No football on the telly neither, though for all I know the season may well have finished by now. I think the terrific garden takes precedence on a day like this, even above the football. In Corby! What a garden though. Corby's finest pub garden? I'd say so, and plenty of it too.


No doubt you'll still be reeling from the shocking John Smiths Smooth revelation, but the clue was on the gable-end all along. The Spread Eagle is that rarest of all things in Corby, a pub proud to display a real live brewery logo, in fact a pub actually owned by a brewery rather than yet another faceless pubco. Marston's Brewery as it happens, offering the full range of Pedigrees, and a 'guest' Hobgoblin for the more 'southern' taste. A beer pub first and foremost then! Ironically the local CAMRA pub guide of 1990 lists the Spread as being a John Smiths house, and keg only at that. What could possibly have gone right! This takes the EPIC cask hit-rate up to four pubs now, five if we include the occasional handpump action in the White Hart. Respectable and slightly surprising? Didn't I tell you Corby was a Beer Town first and foremost!

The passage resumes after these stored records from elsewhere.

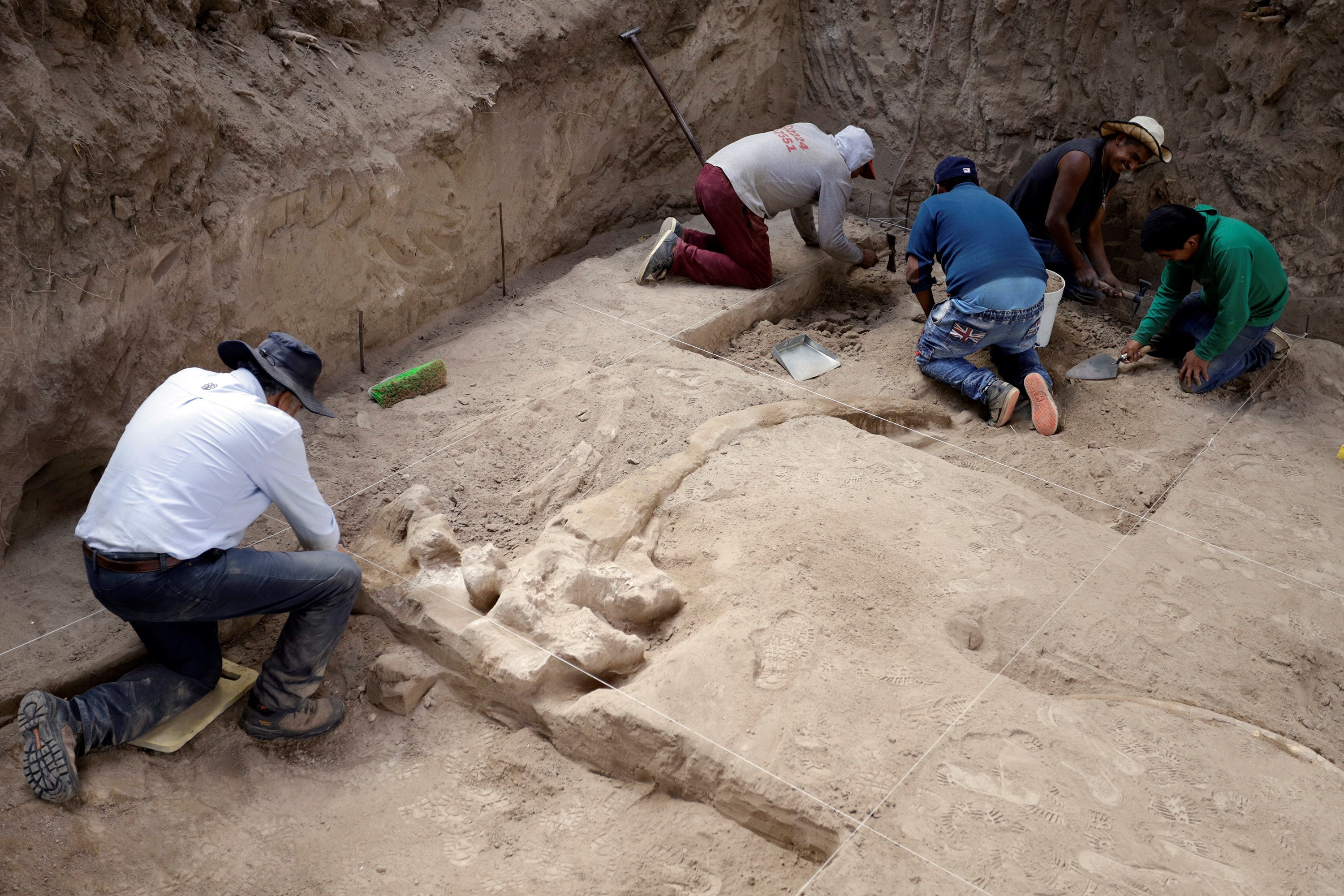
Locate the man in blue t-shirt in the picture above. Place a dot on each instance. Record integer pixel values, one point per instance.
(996, 287)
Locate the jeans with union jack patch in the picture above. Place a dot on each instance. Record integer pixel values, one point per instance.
(955, 331)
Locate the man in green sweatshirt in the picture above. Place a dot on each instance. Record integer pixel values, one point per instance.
(1228, 328)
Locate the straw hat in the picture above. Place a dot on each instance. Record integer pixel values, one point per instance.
(1142, 128)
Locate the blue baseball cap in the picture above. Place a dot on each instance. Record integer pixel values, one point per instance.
(955, 167)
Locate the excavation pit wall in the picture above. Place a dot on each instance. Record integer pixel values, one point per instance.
(764, 620)
(172, 187)
(824, 571)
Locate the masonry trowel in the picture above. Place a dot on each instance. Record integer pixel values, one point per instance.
(1101, 367)
(1098, 367)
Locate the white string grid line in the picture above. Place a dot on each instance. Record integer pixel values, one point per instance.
(732, 753)
(983, 457)
(474, 429)
(663, 715)
(1039, 629)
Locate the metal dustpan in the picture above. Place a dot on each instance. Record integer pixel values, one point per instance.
(804, 358)
(1098, 367)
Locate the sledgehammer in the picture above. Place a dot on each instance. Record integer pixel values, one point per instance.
(632, 38)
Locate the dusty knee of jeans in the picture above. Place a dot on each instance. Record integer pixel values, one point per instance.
(347, 577)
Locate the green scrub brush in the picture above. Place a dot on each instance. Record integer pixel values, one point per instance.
(418, 381)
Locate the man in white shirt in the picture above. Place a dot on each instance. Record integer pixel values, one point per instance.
(201, 460)
(758, 178)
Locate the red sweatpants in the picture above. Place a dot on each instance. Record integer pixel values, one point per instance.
(738, 250)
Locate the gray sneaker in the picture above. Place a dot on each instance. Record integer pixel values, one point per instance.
(659, 261)
(50, 746)
(316, 716)
(1283, 346)
(1002, 400)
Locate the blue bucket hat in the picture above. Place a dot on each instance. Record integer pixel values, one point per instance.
(293, 365)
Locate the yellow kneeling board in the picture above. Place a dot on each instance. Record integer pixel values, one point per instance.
(234, 681)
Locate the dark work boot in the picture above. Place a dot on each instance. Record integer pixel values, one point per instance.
(659, 261)
(1002, 401)
(50, 746)
(316, 716)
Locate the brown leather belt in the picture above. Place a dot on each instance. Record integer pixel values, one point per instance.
(131, 566)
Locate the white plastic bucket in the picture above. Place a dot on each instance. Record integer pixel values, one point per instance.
(1047, 312)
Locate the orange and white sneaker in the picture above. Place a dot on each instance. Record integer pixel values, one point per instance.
(1045, 413)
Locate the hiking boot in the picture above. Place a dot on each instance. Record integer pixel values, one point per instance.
(671, 225)
(1281, 345)
(659, 261)
(316, 716)
(1045, 413)
(50, 746)
(1002, 400)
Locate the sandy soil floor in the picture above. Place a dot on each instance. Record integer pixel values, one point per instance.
(443, 801)
(902, 625)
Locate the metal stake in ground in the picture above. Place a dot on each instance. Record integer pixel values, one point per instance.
(631, 38)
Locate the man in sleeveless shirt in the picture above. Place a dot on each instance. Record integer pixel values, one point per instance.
(1066, 191)
(757, 178)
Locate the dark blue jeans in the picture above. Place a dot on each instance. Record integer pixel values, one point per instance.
(952, 332)
(1191, 323)
(177, 612)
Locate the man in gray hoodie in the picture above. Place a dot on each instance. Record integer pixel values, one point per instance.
(757, 178)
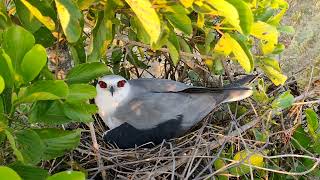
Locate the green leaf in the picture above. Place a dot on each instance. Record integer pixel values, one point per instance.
(2, 85)
(173, 46)
(254, 159)
(13, 145)
(272, 69)
(81, 92)
(43, 90)
(29, 172)
(186, 3)
(313, 123)
(70, 19)
(26, 17)
(286, 29)
(70, 175)
(226, 10)
(78, 52)
(300, 138)
(267, 33)
(241, 53)
(138, 28)
(148, 17)
(83, 73)
(3, 119)
(57, 142)
(245, 15)
(33, 62)
(184, 46)
(16, 43)
(44, 37)
(6, 69)
(285, 100)
(8, 173)
(46, 20)
(80, 111)
(179, 19)
(49, 113)
(103, 32)
(30, 145)
(85, 4)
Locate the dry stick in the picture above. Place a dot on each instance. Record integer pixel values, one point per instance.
(214, 145)
(96, 150)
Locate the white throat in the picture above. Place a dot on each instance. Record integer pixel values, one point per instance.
(107, 103)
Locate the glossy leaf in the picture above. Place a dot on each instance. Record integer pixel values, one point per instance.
(245, 15)
(49, 113)
(70, 175)
(46, 20)
(173, 46)
(83, 73)
(44, 37)
(138, 28)
(300, 138)
(226, 10)
(148, 18)
(248, 157)
(80, 111)
(8, 173)
(272, 69)
(6, 68)
(268, 35)
(242, 54)
(179, 19)
(30, 145)
(103, 32)
(2, 84)
(186, 3)
(13, 145)
(313, 124)
(33, 62)
(16, 43)
(283, 101)
(57, 142)
(70, 18)
(43, 90)
(27, 172)
(28, 20)
(81, 92)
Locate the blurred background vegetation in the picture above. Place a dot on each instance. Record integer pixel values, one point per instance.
(52, 50)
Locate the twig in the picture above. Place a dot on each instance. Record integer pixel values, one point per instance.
(96, 150)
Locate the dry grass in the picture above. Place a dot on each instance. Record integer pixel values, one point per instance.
(193, 156)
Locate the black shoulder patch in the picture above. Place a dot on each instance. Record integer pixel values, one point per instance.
(126, 136)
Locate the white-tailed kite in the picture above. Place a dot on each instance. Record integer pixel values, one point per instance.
(151, 110)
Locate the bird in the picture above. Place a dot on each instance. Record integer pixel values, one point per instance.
(144, 110)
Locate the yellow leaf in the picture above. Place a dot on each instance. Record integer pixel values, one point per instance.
(46, 20)
(240, 54)
(254, 159)
(224, 46)
(200, 20)
(186, 3)
(272, 69)
(148, 18)
(268, 35)
(228, 11)
(227, 44)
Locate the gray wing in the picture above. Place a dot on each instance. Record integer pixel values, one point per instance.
(157, 85)
(151, 109)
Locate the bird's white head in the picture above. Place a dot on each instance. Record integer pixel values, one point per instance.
(111, 91)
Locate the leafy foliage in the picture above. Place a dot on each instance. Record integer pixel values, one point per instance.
(244, 31)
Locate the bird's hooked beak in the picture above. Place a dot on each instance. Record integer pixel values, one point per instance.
(111, 90)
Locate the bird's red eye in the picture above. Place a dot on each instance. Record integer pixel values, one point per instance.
(102, 84)
(121, 83)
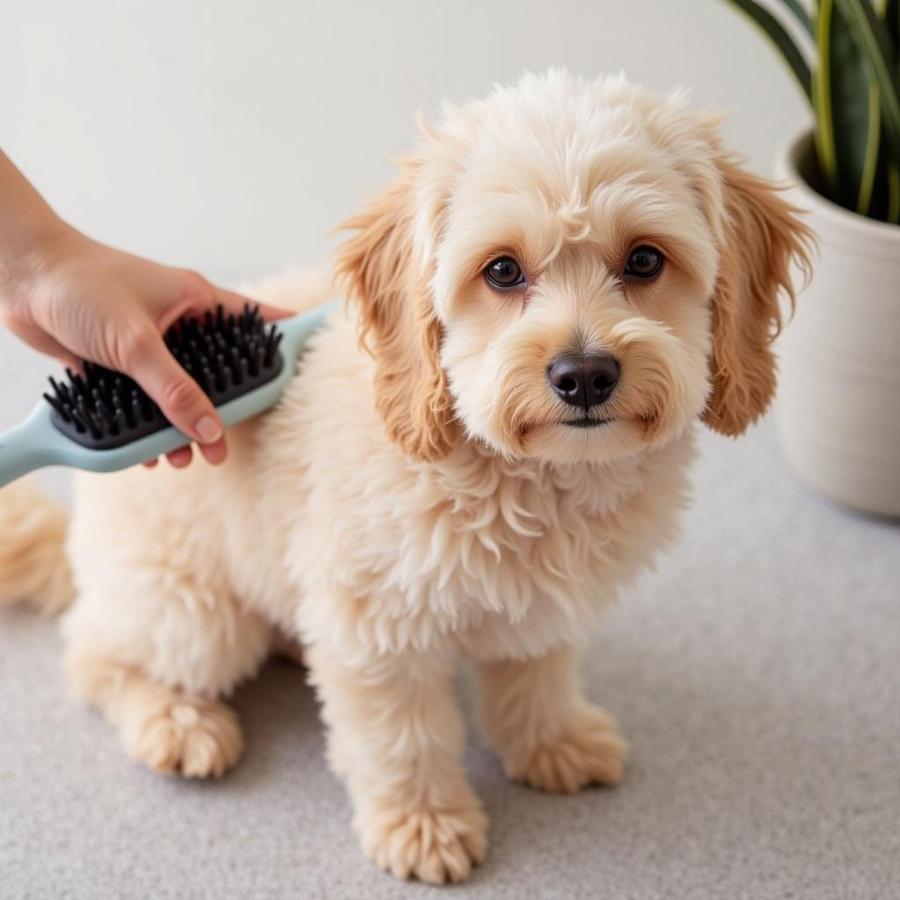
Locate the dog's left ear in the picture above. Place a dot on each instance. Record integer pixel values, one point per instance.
(387, 273)
(761, 237)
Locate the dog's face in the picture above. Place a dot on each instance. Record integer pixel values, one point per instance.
(570, 271)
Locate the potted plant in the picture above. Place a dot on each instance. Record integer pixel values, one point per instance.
(839, 403)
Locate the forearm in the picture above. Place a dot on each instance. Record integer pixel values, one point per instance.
(28, 228)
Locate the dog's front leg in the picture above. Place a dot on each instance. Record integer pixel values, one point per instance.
(396, 736)
(546, 732)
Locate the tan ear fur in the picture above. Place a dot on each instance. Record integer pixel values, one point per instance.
(380, 270)
(763, 236)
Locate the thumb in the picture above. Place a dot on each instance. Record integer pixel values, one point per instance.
(180, 398)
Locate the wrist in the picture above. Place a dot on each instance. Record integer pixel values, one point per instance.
(29, 251)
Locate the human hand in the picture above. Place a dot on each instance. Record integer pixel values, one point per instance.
(78, 298)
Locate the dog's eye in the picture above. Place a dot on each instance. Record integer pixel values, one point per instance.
(644, 262)
(504, 273)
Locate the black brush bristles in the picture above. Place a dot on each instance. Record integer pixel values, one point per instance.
(227, 355)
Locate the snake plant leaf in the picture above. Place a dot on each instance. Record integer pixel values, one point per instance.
(800, 14)
(848, 114)
(874, 43)
(891, 16)
(776, 32)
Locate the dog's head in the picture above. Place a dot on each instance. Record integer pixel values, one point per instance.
(570, 271)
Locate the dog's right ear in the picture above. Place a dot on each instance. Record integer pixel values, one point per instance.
(384, 272)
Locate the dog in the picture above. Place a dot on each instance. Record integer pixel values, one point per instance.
(478, 452)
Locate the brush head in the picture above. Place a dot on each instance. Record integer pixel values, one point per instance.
(227, 355)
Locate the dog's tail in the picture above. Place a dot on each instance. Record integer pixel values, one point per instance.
(33, 563)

So there you have it. It's a family dining pub that welcomes real ale drinkers and their dogs. Not really my kind of boozer it's true, but the beer was very good, the garden a delight, the Pizza & Pool Night perhaps worth investigating. It's as good an example of its type as you'll find anywhere I guess, and with a startlingly geometric carpet that Corby folk should be rightfully proud of too. Would I 'Spread' again? Yes I believe I would!

(*obscure late 20th century Red Lion Middleton in-joke. Trust me, it was hilarious at the time...)

Comments

  1. Lovely stuff.

    Always a treat to see the full Pedigree range, though I'd have liked to see the 1980s Staffordshire knot pump clip.

    ReplyDelete
    Replies
    1. This is more the Brunning & Price of Corby pubs, not the Stamford & Warrington.